Retrouvez ici, toutes les infos, évènements et faits marquants de la vie montreusienne. La Commune de Montreux, célèbre dans le monde entier, se situe sur la rive est du lac Léman, bénéficiant d’un micro-climat au centre de ce que l’on appelle la Riviera vaudoise.
Le Conseil communal doit se prononcer prochainement sur l’acceptation du legs laissé par feue Marguerite Besençon. Un fond spécifique sera créé.

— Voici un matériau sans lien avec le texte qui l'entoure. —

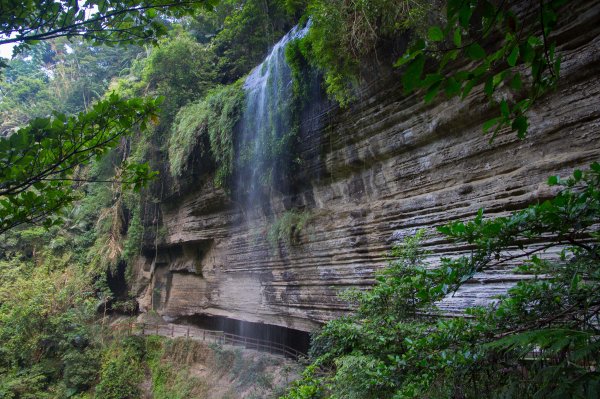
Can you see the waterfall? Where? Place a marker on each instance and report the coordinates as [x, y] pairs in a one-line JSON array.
[[265, 128]]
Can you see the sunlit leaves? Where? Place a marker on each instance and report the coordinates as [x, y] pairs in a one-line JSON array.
[[38, 161], [497, 66], [26, 22]]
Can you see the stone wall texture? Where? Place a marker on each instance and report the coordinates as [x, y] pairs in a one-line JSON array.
[[371, 175]]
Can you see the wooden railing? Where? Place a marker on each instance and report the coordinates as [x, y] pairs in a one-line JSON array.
[[199, 334]]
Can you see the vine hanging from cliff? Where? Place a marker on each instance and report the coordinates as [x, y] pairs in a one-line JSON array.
[[510, 49]]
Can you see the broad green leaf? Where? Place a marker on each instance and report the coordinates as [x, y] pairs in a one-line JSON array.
[[475, 51], [513, 56], [435, 34]]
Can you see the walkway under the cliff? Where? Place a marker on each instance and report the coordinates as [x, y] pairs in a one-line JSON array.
[[171, 330]]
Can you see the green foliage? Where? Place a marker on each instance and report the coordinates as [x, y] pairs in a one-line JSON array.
[[538, 340], [248, 33], [214, 118], [287, 227], [26, 22], [179, 69], [169, 363], [343, 33], [122, 370], [47, 346], [39, 159], [518, 65]]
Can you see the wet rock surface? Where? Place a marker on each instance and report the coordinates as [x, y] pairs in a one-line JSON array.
[[371, 175]]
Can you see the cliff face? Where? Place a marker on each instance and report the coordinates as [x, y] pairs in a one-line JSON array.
[[371, 175]]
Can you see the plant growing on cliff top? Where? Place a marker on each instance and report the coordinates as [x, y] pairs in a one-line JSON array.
[[344, 32], [541, 339], [213, 118]]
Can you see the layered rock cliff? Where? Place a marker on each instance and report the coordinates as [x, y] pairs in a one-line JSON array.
[[371, 175]]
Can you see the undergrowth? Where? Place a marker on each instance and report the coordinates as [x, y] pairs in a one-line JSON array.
[[211, 120]]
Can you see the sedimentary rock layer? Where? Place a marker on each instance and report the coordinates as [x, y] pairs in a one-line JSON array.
[[371, 175]]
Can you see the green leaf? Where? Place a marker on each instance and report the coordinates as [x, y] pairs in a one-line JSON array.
[[520, 124], [553, 180], [513, 56], [457, 37], [435, 34], [412, 75], [515, 82], [475, 51], [504, 109], [452, 87]]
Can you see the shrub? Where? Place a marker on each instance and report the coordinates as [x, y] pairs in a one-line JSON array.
[[213, 118], [538, 340], [122, 370], [344, 32]]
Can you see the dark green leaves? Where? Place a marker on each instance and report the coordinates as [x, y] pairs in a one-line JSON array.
[[38, 161], [26, 22], [475, 52], [412, 75], [435, 34], [493, 66]]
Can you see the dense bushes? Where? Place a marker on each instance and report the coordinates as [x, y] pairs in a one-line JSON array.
[[539, 340], [343, 33], [212, 118]]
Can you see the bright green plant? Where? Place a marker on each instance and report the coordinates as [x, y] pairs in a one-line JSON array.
[[519, 58], [343, 33], [210, 120], [122, 370], [39, 160], [538, 340]]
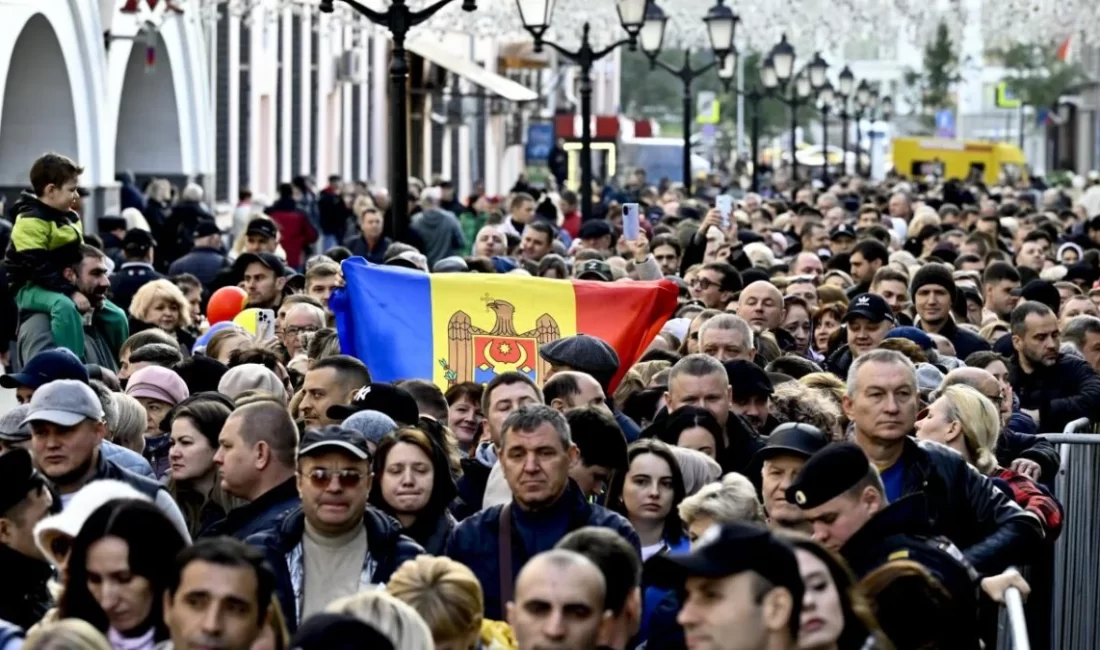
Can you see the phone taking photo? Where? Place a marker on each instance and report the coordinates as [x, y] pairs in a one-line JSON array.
[[631, 226], [725, 205]]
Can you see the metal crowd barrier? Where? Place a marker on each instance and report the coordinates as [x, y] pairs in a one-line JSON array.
[[1075, 604]]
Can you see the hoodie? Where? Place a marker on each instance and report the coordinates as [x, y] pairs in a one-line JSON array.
[[440, 232]]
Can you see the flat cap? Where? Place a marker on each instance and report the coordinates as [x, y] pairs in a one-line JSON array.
[[584, 353], [828, 474]]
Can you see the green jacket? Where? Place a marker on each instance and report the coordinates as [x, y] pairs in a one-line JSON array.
[[44, 242]]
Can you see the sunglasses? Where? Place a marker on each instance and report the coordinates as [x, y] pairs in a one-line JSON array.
[[320, 477]]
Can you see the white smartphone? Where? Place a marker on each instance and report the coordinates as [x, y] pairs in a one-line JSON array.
[[725, 205], [630, 221], [265, 324]]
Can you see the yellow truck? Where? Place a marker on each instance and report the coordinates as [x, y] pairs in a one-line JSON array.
[[992, 163]]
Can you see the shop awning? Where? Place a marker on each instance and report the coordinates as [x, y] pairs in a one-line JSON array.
[[470, 70]]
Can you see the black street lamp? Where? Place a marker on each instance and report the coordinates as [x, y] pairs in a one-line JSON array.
[[846, 84], [754, 96], [777, 74], [398, 19], [536, 15], [825, 98], [721, 24]]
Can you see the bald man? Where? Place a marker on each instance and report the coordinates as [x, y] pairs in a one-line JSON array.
[[1030, 455], [761, 306], [559, 603]]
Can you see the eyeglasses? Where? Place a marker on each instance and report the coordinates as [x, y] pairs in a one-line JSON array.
[[295, 330], [321, 477]]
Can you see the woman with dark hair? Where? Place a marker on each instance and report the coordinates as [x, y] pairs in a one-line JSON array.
[[194, 478], [413, 483], [694, 428], [649, 494], [835, 613], [464, 415], [118, 571]]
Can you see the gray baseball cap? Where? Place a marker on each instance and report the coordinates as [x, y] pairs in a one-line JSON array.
[[64, 403], [12, 428]]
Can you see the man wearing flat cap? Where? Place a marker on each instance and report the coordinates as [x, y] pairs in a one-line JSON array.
[[741, 586], [787, 451], [843, 498], [594, 356], [24, 500]]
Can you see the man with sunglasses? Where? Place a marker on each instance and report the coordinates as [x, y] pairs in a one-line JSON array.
[[334, 544]]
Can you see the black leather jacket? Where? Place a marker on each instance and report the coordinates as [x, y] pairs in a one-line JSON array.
[[967, 508]]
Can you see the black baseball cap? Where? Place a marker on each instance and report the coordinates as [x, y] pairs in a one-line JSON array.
[[747, 378], [46, 366], [393, 400], [334, 438], [1040, 290], [827, 474], [268, 260], [729, 549], [262, 227], [795, 439], [870, 306], [595, 270], [842, 231]]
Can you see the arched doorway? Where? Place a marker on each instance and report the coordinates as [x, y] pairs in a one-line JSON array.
[[37, 105], [147, 141]]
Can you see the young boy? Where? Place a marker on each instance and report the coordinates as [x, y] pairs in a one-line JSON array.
[[45, 241]]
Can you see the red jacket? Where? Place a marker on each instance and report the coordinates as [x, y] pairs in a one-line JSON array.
[[295, 230]]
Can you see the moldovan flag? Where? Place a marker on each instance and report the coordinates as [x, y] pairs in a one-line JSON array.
[[460, 327]]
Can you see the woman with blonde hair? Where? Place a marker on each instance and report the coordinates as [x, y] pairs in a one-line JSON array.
[[396, 620], [160, 304], [733, 499], [968, 421], [449, 598], [68, 634]]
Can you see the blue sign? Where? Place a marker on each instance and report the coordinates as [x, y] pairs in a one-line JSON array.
[[945, 123], [540, 141]]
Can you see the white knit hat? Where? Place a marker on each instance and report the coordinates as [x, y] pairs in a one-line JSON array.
[[70, 520]]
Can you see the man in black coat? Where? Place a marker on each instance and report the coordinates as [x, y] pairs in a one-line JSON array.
[[1054, 388], [207, 259], [934, 293], [138, 249], [24, 500]]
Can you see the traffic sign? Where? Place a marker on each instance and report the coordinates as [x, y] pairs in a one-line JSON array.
[[1005, 97], [707, 108], [945, 123]]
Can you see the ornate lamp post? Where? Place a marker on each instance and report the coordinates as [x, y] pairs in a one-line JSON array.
[[777, 75], [536, 15], [398, 19], [721, 24]]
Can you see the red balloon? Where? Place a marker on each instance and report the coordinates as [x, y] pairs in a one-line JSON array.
[[226, 304]]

La Ville de Montreux qui choie sa population et qui voit s’établir depuis beau temps de très riches contribuables est souvent remerciée en retour. Ce que l’on appelle trivialement les «bons morts» permettent par leur legs de mettre bon an mal an du beurre dans le caviar, en comblant un déficit, voire en créant un bénéfice. Aussi pour constituer des fonds et des réserves.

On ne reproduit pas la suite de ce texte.